Methods Data collection Proteasomal in vitro cleavage patterns were derived from a digestion of HIV-1 peptides with constitutive or immunoproteasomes, as explained in (Peters et al. 2002). Sixteen peptides from the HIV-1 proteins GAG and TAT, with a length of 17 to 30 amino acids, were degraded. After 0, 1, 2, 4, 8, and 24 h of degradation, peptide fragments were analyzed using mass spectrometry (as in Peters et al. (2002)). To avoid analyzing secondary cleavage products, peptide fragments found after 4 h of degradation were used to infer cleavage sites. Of 368 possible cleavage sites, 150 were efficiently cleaved by the immunoproteasome after 4 h and 148 were efficiently cleaved by the constitutive proteasome; 103 sites (69 %) were shown to be cleaved by both proteasome subtypes (Supplementary Table S1).
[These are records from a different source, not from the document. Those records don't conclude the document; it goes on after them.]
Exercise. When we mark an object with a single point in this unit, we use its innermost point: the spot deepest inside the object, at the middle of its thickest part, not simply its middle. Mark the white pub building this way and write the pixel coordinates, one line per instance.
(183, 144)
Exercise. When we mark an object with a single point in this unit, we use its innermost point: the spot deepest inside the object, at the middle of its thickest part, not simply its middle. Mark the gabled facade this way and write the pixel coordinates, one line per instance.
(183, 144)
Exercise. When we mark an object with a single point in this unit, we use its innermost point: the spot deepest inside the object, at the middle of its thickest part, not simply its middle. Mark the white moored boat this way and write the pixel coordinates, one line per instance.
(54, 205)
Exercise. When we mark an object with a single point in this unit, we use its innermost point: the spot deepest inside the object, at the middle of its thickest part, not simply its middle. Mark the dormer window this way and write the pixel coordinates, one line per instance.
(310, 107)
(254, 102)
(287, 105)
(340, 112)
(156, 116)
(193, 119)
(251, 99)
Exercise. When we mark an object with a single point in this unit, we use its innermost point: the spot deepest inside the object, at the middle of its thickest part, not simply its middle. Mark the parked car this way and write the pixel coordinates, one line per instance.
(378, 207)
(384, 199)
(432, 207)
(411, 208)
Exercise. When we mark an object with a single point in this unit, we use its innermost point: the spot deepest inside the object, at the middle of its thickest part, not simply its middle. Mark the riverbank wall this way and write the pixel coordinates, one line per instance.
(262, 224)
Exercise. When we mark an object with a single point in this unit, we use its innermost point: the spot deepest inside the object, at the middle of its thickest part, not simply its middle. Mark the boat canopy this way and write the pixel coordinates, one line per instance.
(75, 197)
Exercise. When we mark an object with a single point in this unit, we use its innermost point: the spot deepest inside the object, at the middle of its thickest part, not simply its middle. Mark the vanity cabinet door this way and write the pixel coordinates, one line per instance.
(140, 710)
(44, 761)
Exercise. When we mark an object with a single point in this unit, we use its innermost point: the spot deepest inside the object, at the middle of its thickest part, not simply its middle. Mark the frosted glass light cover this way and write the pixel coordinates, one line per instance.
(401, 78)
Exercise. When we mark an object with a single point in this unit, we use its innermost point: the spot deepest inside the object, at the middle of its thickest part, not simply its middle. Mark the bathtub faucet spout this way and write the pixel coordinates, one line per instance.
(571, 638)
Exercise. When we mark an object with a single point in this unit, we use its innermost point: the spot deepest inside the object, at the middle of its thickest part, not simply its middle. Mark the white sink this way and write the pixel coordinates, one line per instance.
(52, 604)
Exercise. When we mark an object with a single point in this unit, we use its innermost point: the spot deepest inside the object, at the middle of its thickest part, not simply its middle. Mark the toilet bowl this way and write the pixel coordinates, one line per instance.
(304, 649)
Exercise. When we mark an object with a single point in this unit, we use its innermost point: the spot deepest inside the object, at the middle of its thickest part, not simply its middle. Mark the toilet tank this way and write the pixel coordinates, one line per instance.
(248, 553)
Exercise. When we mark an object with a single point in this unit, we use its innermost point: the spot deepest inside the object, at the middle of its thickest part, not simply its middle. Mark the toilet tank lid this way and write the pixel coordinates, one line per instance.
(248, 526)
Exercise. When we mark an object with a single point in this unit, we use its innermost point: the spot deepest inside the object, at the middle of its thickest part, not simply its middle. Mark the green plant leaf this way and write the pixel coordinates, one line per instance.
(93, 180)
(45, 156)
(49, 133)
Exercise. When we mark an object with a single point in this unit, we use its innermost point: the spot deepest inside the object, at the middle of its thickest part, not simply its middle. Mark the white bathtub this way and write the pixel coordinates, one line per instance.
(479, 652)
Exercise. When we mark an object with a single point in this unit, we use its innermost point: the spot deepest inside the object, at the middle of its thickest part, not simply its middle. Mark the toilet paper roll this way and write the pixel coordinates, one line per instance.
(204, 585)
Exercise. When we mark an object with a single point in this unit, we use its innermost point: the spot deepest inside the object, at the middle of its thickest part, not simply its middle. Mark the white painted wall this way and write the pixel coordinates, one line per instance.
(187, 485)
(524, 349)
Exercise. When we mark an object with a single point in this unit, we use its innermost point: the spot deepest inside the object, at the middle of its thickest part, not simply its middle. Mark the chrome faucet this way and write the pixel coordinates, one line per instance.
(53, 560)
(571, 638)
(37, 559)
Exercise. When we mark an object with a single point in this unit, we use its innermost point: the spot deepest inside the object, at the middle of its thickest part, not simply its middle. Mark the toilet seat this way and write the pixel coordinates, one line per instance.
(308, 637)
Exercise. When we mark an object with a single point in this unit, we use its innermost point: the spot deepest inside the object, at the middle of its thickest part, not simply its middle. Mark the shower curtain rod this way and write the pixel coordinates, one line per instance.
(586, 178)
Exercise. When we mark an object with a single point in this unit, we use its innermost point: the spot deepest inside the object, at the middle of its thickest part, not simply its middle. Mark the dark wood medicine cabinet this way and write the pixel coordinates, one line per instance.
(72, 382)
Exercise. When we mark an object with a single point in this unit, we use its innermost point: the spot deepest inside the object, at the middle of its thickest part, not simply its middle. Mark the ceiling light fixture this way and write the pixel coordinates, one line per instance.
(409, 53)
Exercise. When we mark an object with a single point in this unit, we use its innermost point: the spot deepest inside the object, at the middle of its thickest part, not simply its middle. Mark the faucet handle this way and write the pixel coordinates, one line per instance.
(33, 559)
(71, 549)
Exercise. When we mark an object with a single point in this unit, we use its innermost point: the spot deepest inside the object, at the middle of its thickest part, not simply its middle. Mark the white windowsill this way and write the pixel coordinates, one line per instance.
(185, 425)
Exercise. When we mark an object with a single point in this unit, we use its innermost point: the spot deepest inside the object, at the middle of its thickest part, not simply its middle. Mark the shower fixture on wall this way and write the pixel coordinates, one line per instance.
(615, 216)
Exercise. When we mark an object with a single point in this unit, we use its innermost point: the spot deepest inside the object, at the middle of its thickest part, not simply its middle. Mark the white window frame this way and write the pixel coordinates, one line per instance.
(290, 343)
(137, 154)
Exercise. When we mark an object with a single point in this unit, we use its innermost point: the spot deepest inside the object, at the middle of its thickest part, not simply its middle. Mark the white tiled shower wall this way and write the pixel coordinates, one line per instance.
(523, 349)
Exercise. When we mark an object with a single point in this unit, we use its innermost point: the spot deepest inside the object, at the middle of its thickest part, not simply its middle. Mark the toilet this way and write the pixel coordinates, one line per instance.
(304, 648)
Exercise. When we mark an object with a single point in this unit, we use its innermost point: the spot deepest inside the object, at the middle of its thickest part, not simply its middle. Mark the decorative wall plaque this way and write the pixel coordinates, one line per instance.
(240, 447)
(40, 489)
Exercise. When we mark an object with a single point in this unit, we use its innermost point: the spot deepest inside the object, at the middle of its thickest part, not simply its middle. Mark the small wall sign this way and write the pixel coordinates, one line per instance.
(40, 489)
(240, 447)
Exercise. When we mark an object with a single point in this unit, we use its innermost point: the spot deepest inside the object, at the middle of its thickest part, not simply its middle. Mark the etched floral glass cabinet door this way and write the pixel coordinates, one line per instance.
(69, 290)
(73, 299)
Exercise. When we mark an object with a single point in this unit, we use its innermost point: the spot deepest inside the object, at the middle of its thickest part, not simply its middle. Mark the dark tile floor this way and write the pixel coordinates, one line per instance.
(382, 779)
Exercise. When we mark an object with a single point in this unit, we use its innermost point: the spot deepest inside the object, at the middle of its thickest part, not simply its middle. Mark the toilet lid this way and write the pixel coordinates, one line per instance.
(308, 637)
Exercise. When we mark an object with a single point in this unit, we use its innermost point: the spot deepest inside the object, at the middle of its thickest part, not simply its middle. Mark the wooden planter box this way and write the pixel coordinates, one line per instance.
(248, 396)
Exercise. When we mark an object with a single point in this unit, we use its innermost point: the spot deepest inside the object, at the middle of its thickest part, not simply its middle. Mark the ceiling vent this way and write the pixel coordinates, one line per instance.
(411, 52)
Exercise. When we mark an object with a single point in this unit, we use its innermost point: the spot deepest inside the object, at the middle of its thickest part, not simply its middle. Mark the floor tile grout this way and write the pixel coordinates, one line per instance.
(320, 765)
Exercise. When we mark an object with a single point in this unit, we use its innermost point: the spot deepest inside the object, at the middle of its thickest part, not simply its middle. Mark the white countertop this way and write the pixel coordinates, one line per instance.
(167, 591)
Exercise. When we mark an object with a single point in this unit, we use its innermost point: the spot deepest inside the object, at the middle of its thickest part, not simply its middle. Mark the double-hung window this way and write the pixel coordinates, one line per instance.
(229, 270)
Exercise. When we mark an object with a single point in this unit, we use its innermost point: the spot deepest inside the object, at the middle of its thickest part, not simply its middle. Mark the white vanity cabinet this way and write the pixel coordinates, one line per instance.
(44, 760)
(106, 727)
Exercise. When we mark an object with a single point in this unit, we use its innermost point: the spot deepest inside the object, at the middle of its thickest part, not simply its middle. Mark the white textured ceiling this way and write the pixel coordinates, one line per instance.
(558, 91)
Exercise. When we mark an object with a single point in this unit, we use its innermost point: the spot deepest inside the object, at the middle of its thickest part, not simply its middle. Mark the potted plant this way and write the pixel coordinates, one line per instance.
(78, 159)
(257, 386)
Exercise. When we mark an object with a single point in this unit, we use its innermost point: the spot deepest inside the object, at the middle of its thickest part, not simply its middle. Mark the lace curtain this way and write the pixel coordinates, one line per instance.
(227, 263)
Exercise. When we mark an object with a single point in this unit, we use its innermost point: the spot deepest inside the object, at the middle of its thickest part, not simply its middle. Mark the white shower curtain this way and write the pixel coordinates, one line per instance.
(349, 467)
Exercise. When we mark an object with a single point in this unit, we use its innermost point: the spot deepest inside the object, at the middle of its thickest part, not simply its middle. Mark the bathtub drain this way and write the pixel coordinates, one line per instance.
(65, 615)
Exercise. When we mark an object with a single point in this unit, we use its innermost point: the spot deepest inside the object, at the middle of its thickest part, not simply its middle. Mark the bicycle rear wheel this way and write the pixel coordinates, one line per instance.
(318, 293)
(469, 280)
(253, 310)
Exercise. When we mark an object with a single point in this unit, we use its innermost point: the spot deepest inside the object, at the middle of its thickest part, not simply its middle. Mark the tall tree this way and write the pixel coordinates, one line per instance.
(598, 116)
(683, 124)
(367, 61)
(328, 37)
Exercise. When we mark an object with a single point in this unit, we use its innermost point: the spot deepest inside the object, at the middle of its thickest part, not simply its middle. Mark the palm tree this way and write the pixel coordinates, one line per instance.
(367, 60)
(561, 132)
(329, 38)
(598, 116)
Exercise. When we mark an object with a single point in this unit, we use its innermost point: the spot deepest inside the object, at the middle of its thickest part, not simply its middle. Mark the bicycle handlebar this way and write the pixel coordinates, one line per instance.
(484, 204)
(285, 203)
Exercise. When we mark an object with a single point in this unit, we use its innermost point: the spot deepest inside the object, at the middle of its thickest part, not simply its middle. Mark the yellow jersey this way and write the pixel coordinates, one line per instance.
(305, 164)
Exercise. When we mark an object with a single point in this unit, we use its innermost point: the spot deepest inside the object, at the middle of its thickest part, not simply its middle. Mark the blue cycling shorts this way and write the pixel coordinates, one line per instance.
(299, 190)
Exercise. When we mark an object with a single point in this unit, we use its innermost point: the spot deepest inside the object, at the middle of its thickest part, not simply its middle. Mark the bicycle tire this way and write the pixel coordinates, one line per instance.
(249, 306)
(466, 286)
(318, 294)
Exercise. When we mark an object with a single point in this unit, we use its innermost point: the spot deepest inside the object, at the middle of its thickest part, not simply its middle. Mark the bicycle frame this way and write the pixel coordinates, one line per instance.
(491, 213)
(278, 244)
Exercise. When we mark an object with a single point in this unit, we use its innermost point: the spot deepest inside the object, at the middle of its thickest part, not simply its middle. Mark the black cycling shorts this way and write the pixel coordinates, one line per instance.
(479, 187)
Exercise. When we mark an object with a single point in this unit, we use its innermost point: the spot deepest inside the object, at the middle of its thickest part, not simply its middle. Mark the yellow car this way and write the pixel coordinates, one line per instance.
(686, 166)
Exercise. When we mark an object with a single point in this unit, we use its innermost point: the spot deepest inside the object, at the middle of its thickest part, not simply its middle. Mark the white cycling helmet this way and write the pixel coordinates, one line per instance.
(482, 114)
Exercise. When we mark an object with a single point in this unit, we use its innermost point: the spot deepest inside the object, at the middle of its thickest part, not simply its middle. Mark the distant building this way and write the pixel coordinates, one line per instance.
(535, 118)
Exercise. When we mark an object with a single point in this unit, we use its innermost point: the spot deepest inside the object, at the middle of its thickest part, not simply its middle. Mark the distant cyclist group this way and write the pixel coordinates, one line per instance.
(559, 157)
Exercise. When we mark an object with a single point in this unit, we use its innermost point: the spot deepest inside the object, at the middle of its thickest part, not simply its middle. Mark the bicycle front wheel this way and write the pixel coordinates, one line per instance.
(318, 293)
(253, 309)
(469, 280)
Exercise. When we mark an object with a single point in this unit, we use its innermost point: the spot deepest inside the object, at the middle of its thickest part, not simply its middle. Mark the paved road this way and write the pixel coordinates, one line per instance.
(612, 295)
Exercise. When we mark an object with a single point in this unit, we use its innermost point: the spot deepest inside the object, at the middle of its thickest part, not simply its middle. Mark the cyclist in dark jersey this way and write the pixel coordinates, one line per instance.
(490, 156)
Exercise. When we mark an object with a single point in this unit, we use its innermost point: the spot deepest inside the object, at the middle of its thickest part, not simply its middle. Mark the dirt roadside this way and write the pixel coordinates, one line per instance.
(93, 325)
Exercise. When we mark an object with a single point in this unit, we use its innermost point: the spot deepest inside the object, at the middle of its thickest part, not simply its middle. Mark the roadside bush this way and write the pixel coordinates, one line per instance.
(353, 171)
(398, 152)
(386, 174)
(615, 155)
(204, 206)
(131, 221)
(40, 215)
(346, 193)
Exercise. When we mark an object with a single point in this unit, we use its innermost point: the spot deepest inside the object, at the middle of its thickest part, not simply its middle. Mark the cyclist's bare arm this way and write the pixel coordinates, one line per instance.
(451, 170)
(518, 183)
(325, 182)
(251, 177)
The ProteaSMM proteasome cleavage predictors require six amino acids N-terminal and four amino acids C-terminal of a possible cleavage site. Therefore, cleavage predictions cannot be made at the beginning and end of a peptide sequence. As a result of this limitation, only 240 (of the 368) sites could be used to compare the different proteasome predictions. Of these 240 sites, 99 were efficiently cleaved by the immunoproteasome and 99 were efficiently cleaved by the constitutive proteasome; 68 sites were put in both sets. In vivo cleavage sites were inferred from MHC-I ligand data. Ligands that were identified in MHC-I elution studies were downloaded from the SYFPHEITI database (Rammensee et al. 1999) and the IEDB database (Vita et al. 2010). Source proteins of the MHC-I ligands were downloaded from the NCBI via links that were provided by the SYFPHEITI and IEDB databases. The C-terminal residue of an MHC-I ligand was regarded as position P1’ of a cleavage site (Fig. 2). In total, 3076 MHC-I ligands with their source protein were derived from the SYFPHEITI database and 457 MHC-I ligands with their source protein were derived from the IEDB database. Identical peptides, or peptides that were either a C- or N-terminal extension of each other, were regarded as redundant. In addition, the ligands and their corresponding source proteins that were published before 2005, or which were redundant/identical to an MHC-I ligand published before 2005, were excluded because they could have been used for training of NetChop3.0 Cterm. This filtering resulted in 832 MHC-ligands and their source proteins, of which every MHC-I ligand

91

corresponds to a peptide fragment that is generated by in vivo proteolytic activity (Fig. 1). Detecting in vivo non-cleavage sites based on the absence of a peptide in the MHC-I ligand databases is not possible, as many other reasons might underlie the absence of an MHC-I ligand, e.g., further degradation of the fragment or low affinity to MHC-I molecules. Therefore, non-cleavage sites were generated in two ways: (1) by shuffling of an area of 19 amino acids around the cleavage site (the longest flanking region used by a proteasome predictor method plus one extra amino acid on each side, as indicated in Fig. 2). After shuffling, the middle position, previously corresponding to the cleavage site, was assigned as a noncleavage site. For every cleavage site, 100 non-cleavage sites were generated, i.e., in total 83.200 non-cleavages sites (Fig. 1). The advantage of this method is that the amino acid frequencies of cleavage and non-cleavage sites remain identical. (2) All sites in the source proteins of the MHC-I ligands, that were not assigned as a cleavage site were assumed to be non-cleavage sites (N = 507.538, Fig. 1).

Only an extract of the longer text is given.